Instability of a Class A G Protein-Coupled Receptor Oligomer Interface

Jacqueline M Fonseca 1, Nevin A Lambert 1
PMCID: PMC2684881  PMID: 19273553

Abstract

The quaternary structure of G protein-coupled receptors (GPCRs) can influence their trafficking and ability to transduce signals. GPCR oligomers are generally portrayed as long-lived entities, although the stability of these complexes has not been studied. Here we show that D2 dopamine receptor protomers interact transiently at a specific oligomer interface. Selective immobilization of cyan fluorescent protein-D2 receptors (C-D2Rs) in the plasma membrane failed to completely immobilize coexpressed D2-venus receptors (D2R-Vs), suggesting that the two did not form stable oligomers with each other. Oxidative cross-linking stabilized C-D2R-D2R-V oligomers such that immobilization of C-D2R also immobilized D2R-V. This stabilization required the presence in both C-D2R and D2R-V of a cysteine residue in transmembrane domain 4 (TM4), a region identified as a putative oligomer interface in these and other class A GPCRs. These results suggest that the interaction of D2 receptor protomers at TM4 is transient unless stabilized and that the quaternary structure of these receptors may thus be subject to physiological or pharmacological regulation.


GPCRs can exist and function in cells as dimers or higher-order oligomers (Bouvier, 2001; Milligan, 2007). However, the structural arrangement of GPCR protomers within oligomers and the dynamics of oligomer assembly and disassembly are not well understood (Gurevich and Gurevich, 2008).
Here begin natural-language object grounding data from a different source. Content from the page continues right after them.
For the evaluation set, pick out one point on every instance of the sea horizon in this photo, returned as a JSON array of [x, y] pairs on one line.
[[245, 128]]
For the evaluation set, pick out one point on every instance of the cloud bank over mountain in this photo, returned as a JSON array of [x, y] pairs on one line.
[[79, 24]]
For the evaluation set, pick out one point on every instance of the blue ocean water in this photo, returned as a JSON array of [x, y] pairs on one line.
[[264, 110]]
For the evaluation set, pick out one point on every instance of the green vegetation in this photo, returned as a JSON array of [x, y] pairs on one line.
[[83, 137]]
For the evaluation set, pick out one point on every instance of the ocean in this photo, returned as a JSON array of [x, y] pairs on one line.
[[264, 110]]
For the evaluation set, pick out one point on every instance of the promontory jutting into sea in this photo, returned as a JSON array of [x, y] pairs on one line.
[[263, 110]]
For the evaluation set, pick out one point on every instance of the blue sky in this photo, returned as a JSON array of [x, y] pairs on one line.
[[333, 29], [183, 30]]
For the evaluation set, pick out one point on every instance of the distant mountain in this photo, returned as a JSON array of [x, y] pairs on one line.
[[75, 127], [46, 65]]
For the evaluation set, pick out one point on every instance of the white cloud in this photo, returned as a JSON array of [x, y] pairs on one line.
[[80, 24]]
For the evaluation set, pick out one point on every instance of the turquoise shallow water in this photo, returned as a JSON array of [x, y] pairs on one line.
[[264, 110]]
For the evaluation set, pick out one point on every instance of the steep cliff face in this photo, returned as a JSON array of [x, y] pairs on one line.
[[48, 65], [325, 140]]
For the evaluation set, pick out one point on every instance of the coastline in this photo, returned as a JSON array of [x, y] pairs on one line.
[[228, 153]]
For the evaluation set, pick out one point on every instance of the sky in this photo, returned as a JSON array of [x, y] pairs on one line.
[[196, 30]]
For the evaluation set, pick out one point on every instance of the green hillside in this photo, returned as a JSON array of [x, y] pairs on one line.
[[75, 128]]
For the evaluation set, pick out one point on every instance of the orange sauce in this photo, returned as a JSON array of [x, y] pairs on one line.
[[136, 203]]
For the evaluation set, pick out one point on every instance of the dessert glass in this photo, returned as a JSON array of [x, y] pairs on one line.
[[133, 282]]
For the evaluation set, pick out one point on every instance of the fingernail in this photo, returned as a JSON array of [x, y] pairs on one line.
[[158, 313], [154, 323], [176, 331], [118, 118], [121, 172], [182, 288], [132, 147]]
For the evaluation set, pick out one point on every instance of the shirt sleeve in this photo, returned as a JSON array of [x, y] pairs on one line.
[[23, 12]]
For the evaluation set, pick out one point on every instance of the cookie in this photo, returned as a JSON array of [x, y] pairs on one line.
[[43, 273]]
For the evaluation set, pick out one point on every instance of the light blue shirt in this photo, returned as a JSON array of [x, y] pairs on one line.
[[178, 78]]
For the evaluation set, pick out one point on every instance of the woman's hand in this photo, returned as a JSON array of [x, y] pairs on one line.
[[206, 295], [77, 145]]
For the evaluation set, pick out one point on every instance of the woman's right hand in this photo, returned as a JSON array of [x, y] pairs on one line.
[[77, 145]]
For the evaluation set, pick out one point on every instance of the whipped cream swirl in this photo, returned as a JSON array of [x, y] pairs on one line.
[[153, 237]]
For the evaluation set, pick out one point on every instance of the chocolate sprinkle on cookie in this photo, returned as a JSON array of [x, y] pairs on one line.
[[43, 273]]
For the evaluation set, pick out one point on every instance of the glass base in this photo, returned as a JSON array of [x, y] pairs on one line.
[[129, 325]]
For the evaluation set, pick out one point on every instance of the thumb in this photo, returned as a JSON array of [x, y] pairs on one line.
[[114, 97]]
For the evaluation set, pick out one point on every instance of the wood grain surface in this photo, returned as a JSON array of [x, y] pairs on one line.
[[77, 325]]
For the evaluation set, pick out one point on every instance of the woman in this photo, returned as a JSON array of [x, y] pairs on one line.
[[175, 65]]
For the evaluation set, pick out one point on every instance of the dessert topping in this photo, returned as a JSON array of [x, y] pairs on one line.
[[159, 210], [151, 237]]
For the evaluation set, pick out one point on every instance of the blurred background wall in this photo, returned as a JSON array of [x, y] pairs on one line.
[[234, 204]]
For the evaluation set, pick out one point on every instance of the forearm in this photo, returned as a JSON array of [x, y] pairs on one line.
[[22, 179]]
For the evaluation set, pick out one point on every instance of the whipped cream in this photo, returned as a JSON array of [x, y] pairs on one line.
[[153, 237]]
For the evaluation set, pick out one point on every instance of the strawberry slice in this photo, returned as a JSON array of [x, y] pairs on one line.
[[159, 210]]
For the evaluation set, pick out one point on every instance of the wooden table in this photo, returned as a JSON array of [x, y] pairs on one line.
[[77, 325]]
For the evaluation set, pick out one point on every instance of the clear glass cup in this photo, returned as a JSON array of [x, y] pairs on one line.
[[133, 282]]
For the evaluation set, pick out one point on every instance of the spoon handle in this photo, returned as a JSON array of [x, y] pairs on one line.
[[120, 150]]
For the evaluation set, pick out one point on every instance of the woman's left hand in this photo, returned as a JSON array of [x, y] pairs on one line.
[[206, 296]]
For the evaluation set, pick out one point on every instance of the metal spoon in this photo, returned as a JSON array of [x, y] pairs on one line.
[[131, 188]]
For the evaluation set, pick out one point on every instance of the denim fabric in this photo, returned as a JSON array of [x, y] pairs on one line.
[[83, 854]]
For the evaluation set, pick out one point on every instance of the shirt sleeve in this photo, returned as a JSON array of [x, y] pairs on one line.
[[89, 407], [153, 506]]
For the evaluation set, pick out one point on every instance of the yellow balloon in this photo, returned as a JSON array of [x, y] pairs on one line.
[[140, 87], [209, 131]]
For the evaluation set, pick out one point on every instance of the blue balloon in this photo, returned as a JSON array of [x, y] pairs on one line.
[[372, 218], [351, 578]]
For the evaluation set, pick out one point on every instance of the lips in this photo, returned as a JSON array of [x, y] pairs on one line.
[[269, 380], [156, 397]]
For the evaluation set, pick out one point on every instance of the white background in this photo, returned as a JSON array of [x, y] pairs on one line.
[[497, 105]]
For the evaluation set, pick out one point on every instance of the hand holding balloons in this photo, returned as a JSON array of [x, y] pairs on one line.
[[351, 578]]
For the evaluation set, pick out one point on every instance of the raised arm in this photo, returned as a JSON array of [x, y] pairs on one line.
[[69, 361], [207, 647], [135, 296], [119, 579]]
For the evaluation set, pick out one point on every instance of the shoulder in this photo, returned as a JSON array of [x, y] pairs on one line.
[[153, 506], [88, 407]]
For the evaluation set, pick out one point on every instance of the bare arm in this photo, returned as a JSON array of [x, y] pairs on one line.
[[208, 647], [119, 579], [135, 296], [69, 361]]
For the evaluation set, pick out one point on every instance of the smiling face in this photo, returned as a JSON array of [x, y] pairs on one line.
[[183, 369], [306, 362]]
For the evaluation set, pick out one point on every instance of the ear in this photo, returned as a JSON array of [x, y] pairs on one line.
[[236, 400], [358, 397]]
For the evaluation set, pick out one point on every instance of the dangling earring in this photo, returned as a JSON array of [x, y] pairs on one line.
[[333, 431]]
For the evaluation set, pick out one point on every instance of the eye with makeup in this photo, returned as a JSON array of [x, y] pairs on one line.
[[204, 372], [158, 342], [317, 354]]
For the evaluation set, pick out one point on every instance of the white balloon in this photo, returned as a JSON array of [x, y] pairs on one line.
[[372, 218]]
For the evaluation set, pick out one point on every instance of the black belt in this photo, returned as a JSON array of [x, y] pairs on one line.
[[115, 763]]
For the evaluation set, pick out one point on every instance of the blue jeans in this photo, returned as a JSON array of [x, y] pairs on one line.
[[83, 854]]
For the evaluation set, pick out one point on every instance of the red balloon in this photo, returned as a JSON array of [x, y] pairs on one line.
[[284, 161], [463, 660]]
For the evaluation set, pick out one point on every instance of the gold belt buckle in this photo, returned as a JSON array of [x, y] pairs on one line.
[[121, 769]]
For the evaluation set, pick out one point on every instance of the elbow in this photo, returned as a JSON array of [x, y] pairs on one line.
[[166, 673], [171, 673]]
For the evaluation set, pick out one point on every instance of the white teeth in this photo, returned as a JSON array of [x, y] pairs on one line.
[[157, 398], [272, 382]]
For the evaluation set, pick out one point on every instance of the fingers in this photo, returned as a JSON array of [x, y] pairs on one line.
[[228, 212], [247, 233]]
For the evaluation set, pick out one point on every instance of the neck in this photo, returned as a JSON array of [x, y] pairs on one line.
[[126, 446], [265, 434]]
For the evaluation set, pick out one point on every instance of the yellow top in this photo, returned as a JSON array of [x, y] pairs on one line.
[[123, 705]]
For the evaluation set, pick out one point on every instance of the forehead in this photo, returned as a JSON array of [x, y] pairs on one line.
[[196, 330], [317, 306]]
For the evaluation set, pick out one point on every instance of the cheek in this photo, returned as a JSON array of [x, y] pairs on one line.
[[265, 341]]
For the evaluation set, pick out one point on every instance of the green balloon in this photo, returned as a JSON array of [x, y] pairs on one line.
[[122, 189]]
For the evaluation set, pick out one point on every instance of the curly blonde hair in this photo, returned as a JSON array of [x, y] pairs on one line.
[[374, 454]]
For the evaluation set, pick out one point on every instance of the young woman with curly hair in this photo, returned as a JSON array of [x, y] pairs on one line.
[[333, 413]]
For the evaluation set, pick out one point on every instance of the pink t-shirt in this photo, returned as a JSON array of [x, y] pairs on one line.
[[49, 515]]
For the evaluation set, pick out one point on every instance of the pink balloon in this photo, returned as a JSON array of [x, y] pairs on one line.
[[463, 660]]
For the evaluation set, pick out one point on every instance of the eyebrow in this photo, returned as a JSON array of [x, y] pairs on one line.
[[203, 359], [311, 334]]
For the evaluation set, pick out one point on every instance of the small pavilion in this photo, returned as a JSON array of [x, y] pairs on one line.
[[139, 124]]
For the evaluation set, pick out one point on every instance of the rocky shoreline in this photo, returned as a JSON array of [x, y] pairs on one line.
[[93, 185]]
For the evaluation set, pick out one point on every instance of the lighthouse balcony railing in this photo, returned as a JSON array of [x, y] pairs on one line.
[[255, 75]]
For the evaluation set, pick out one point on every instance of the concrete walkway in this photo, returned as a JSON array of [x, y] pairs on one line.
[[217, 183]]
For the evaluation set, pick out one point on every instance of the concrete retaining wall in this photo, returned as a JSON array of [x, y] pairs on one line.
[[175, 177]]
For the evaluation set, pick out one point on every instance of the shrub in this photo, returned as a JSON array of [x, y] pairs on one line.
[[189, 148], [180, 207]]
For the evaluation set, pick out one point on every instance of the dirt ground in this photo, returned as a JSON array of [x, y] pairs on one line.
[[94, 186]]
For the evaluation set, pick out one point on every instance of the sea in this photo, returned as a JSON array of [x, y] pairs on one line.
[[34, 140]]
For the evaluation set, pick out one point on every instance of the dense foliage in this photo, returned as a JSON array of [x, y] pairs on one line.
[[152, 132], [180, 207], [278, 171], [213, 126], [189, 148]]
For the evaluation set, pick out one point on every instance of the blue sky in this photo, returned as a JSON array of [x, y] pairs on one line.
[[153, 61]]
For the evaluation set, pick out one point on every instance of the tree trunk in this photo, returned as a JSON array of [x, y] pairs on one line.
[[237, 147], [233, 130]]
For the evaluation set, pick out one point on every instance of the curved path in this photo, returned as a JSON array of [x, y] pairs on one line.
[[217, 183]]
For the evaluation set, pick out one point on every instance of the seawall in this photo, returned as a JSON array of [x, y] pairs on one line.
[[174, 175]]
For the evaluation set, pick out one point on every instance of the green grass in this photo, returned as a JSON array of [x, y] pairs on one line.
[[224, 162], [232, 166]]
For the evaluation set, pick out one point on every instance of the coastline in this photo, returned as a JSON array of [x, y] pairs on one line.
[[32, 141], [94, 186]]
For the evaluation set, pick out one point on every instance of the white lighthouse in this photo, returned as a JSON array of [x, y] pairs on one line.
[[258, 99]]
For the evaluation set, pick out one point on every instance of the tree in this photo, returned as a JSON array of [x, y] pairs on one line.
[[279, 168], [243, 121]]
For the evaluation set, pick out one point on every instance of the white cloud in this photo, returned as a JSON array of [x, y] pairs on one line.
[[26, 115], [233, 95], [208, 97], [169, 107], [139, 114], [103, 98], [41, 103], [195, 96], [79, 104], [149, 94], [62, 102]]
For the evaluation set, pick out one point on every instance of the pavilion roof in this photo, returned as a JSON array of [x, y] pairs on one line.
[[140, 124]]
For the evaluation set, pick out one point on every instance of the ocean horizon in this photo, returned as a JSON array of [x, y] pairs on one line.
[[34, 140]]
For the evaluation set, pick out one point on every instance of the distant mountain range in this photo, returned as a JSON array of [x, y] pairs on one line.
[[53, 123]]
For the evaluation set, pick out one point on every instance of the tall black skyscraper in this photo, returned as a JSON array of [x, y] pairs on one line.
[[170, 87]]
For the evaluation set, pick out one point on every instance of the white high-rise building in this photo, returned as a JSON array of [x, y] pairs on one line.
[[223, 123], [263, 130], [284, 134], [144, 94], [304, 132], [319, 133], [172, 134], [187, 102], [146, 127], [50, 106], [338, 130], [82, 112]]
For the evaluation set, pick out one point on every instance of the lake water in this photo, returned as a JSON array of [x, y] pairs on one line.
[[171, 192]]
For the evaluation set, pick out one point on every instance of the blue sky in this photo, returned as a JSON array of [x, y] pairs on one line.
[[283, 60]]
The most is known about class C (metabotropic glutamate-like) oligomers; the interfaces between class C protomers involve either extracellular disulfide bonds or intracellular coiled-coils and are believed to be relatively stable (Bouvier, 2001). By comparison, the interfaces between class A (rhodopsin-like) protomers are poorly defined, although it is likely that transmembrane regions are involved. Transmembrane class A interfaces identified by molecular models and crystallography occupy relatively small protein surfaces (Liang et al., 2003; Lodowski et al., 2007), suggesting that oligomers formed at these interfaces might not be stable. However, it is difficult to predict class A GPCR oligomer stability because these interfaces are buried in a hydrophobic environment and because the proteins are concentrated in a two-dimensional membrane.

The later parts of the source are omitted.